Intrade has agreed not to charge any trading or expiry fees on these contracts.
Some places to look for extensive description of the motivations behind these subsidies are here and here.
The contracts are:
-
Oil Futures and PRESIDENT.DEM2008 prices will move in same direction on Election Day
This will use the change in the December 2011 Light Sweet Crude Oil futures
contract from the close before the election (Monday) to the close after the election (Wednesday). A price higher than 50 should suggest that a Democratic victory will cause oil prices to be higher than they otherwise would be, while a price below 50 should suggest that a Democratic victory will cause lower oil prices.
PRESIDENT.DEM2008 refers to the Intrade contract for "Democratic Party Candidate to Win 2008 Presidential Election". -
Treasury bond interest rate futures and PRESIDENT.DEM2008 prices will move in same direction on Election Day
This will use the change in the December 2008 30-year US Treasury Bond futures contract from the close before the election (Monday) to the close after the election (Wednesday).
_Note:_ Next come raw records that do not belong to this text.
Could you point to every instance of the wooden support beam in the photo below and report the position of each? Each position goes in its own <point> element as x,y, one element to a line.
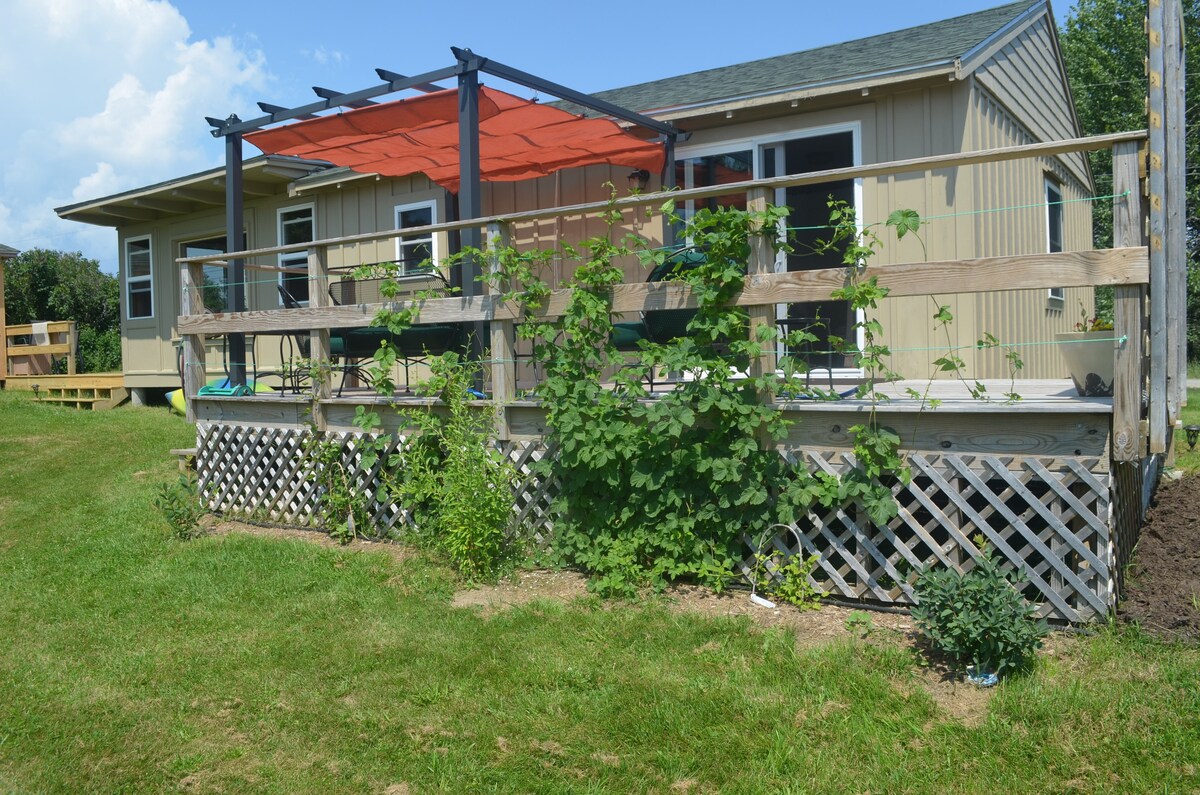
<point>72,347</point>
<point>762,262</point>
<point>1129,310</point>
<point>319,345</point>
<point>199,197</point>
<point>192,279</point>
<point>504,365</point>
<point>1110,267</point>
<point>762,318</point>
<point>1159,285</point>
A price higher than 50 should suggest that a Democratic victory will cause bond prices to be higher (and long term interest rates lower) than they otherwise would be, while a price below 50 should suggest that a Democratic victory will cause lower bond prices (and long term interest rates higher) . - Number of US troops in Iraq on 30 June 2010 if a Democrat is elected president in 2008
- NONDEM.PRES-TROOPS.IRAQ: Number of US troops in Iraq on 30 June 2010 if a non-Democrat is elected president in 2008
These are scaled claims whose value will range from 0 if the troop levels are zero to 100 if the troop levels are 200,000 (or more).
- Increase in US Government debt if Democrat elected president in 2008
- Increase in US Government debt if non-Democrat is elected president in 2008
Note that the change in debt is usually quite different from what
is reported as the budget deficit. The debt numbers will be taken from a
source such as the
St. Louis Fed
Series GFDEBTN, Federal Government Debt
These are scaled claims whose value will range from 0 if the debt does not increase to 100 if the debt increases by $1 trillion (or more).
Please read the detailed specifications at Intrade before trading them, as one-line descriptions are not sufficient for you to fully understand them.
For the first two of those contracts, the market maker will enter bids and asks of 38 contracts, and can lose a maximum of $5187.76 on each contract. For the other four contracts, the market maker will enter bids and asks of 115 contracts, and can lose a maximum of $7906.25 on each contract.
I will maintain a web page here devoted to these contracts.